Government experts to help under-resourced planning departments, says McVey

The government is set to create an "A-team" of experts to go around the country and help support under-resourced local authority planning teams, the housing minister has said.

Housing minister Esther McVey at the ConservativeHome fringe event at the Conservative Party Conference
Housing minister Esther McVey at the ConservativeHome fringe event at the Conservative Party Conference

Esther McVey made the comments on Sunday at a Conservative Party Conference fringe event organised by the ConservativeHome website and industry body the National House Building Council. 

She said: "Something that will be coming forward is [addressing] the amount of bandwidth within local authority planning departments. Have they got all of the resources there?"

McVey said some authorities were struggling to produce a local plan "because they don't feel they've got the wherewithal to do it". 

She said: "We are now going to have a sort of 'A-team' that can go out and help all of those authorities who can't quite do it.

However, she said the number of councils struggling to produce a local plan was "getting smaller and we are helping with this A-team that can go round the country".

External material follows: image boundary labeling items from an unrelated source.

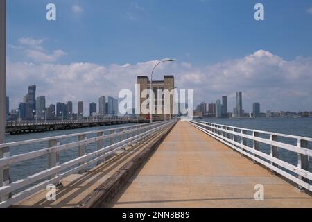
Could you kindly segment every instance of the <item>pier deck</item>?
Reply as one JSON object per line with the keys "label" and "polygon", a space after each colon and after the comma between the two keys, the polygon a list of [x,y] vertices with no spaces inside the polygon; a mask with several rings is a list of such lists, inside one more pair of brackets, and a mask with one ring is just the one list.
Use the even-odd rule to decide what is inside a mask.
{"label": "pier deck", "polygon": [[[264,186],[264,201],[254,186]],[[179,122],[111,207],[312,207],[310,194]]]}

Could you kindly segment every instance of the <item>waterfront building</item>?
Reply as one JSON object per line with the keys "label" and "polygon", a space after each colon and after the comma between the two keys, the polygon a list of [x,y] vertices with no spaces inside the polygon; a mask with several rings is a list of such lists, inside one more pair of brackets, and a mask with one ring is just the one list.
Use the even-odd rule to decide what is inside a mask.
{"label": "waterfront building", "polygon": [[101,115],[106,114],[106,98],[104,96],[98,99],[98,112]]}
{"label": "waterfront building", "polygon": [[254,117],[260,117],[260,103],[254,103],[252,105],[252,116]]}
{"label": "waterfront building", "polygon": [[243,117],[243,93],[241,92],[236,92],[236,117]]}
{"label": "waterfront building", "polygon": [[[140,92],[139,95],[141,95],[143,91],[148,89],[148,92],[149,93],[150,90],[150,80],[148,79],[148,77],[147,76],[138,76],[137,77],[137,84],[140,85]],[[154,92],[154,101],[155,105],[153,105],[153,110],[152,111],[153,112],[153,119],[158,119],[162,120],[164,119],[170,119],[172,117],[172,114],[173,114],[173,104],[174,104],[174,99],[175,99],[175,95],[174,94],[171,96],[170,100],[169,100],[169,104],[166,104],[167,107],[166,108],[167,110],[168,110],[169,113],[164,114],[165,111],[165,103],[164,101],[162,101],[162,105],[161,108],[159,108],[159,110],[162,108],[162,114],[157,114],[157,108],[158,103],[160,103],[157,102],[157,90],[168,90],[169,92],[171,92],[175,89],[175,77],[173,76],[164,76],[164,80],[153,80],[152,82],[152,89]],[[163,97],[164,99],[164,97]],[[146,98],[139,98],[139,107],[137,108],[138,110],[141,110],[140,112],[140,117],[141,118],[147,119],[149,119],[150,117],[150,114],[144,114],[142,113],[142,110],[141,110],[141,104],[146,100]],[[148,109],[150,109],[149,106],[147,107]]]}
{"label": "waterfront building", "polygon": [[68,101],[66,105],[66,116],[73,116],[73,102],[71,101]]}
{"label": "waterfront building", "polygon": [[19,105],[19,114],[21,119],[26,119],[26,103],[20,103]]}
{"label": "waterfront building", "polygon": [[232,117],[237,117],[237,108],[236,107],[233,108]]}
{"label": "waterfront building", "polygon": [[96,103],[90,103],[89,112],[90,112],[90,117],[93,116],[94,114],[96,113]]}
{"label": "waterfront building", "polygon": [[58,117],[66,117],[67,105],[62,103],[56,103],[56,116]]}
{"label": "waterfront building", "polygon": [[207,104],[206,103],[202,102],[200,105],[198,105],[197,109],[200,111],[202,114],[205,114],[207,112],[207,110],[206,109]]}
{"label": "waterfront building", "polygon": [[216,115],[216,103],[211,103],[209,105],[208,113],[211,115]]}
{"label": "waterfront building", "polygon": [[227,97],[222,96],[222,116],[227,117]]}
{"label": "waterfront building", "polygon": [[29,108],[36,110],[36,86],[35,85],[28,85],[28,93],[25,96],[24,102],[30,104]]}
{"label": "waterfront building", "polygon": [[6,96],[6,112],[8,116],[10,110],[10,99],[8,96]]}
{"label": "waterfront building", "polygon": [[46,117],[46,97],[40,96],[36,99],[36,115],[37,120],[44,120]]}
{"label": "waterfront building", "polygon": [[271,112],[271,110],[266,110],[266,117],[272,117],[272,112]]}
{"label": "waterfront building", "polygon": [[216,101],[216,117],[217,118],[221,118],[222,117],[222,105],[221,105],[221,101],[220,99],[218,99]]}
{"label": "waterfront building", "polygon": [[83,117],[83,102],[78,101],[78,115],[79,117]]}
{"label": "waterfront building", "polygon": [[51,104],[49,107],[46,108],[46,119],[54,120],[55,115],[55,105]]}

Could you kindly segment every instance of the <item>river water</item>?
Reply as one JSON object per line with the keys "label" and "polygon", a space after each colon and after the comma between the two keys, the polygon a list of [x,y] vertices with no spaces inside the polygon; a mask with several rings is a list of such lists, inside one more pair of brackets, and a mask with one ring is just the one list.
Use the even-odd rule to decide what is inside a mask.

In March, McVey's predecessor Kit Malthouse said the government was considering a "helicopter" model, whereby senior planners would be made available at a regional level to local authorities dealing with particularly large or complex applications.

Elsewhere at the conference, McVey said the goverment was focused on making sure infrastructure would be provided to support new housing and that it would be in place before any new homes are built.

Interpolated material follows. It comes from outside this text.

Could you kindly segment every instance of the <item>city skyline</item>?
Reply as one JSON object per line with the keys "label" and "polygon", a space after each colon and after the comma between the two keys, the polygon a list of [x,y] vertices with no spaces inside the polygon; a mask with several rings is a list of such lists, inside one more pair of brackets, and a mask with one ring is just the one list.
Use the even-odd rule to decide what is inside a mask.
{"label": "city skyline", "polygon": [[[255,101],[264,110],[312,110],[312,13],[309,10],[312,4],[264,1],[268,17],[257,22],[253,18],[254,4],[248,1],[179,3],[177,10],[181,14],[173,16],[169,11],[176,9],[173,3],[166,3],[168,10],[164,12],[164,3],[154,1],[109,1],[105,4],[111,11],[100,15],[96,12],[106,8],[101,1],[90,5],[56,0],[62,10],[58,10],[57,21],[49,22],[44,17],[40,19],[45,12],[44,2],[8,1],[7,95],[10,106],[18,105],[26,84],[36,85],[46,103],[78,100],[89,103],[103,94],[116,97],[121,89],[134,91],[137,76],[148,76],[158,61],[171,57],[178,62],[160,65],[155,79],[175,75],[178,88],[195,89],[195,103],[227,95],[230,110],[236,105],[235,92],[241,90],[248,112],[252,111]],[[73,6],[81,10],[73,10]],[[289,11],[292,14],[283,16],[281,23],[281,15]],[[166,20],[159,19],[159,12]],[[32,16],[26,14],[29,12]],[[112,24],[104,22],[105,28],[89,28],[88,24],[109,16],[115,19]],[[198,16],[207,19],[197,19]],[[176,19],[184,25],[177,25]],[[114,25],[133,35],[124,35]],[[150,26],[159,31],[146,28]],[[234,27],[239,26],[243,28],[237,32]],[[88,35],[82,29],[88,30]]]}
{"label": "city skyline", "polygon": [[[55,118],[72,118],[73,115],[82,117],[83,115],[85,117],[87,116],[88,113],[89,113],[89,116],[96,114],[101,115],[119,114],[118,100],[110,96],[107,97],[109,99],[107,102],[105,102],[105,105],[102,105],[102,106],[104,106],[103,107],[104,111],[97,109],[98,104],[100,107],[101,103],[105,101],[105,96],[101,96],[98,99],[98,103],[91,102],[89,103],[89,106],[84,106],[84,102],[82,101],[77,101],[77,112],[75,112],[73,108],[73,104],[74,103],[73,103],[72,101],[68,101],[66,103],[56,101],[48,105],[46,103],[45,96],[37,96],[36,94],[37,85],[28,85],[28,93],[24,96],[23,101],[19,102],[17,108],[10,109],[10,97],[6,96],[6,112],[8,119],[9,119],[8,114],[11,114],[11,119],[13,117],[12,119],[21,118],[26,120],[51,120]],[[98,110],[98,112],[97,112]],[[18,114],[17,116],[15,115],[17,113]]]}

At another ConservativeHome fringe event later on Sunday, co-hosted with trade body the Federation of Master Builders (FMB), she said: "When I speak to community groups and go to open meetings, they want to make sure the infrastructure is in first before the homes. 

"I think the public are actually very pragmatic. They're happy for homes to be built as long as it fits in with their local environment and the infrastructure is there."

She also said she wanted to see housebuilding "go through its own industrial revolution" in the shape of modern methods of construction.

McVey said housebuilding has "never been industrialised" in the way that production of cars, mobile phones and televisions have been. 

"But these new modular builds are incredible," she said.

Also speaking at the same event, Bryan Berry, chief executive of the FMB, which represents smaller developers, said: "Our members would pay more money to speed up the planning process. 

"We need to look at the under-resourcing of planning depts to speed up development."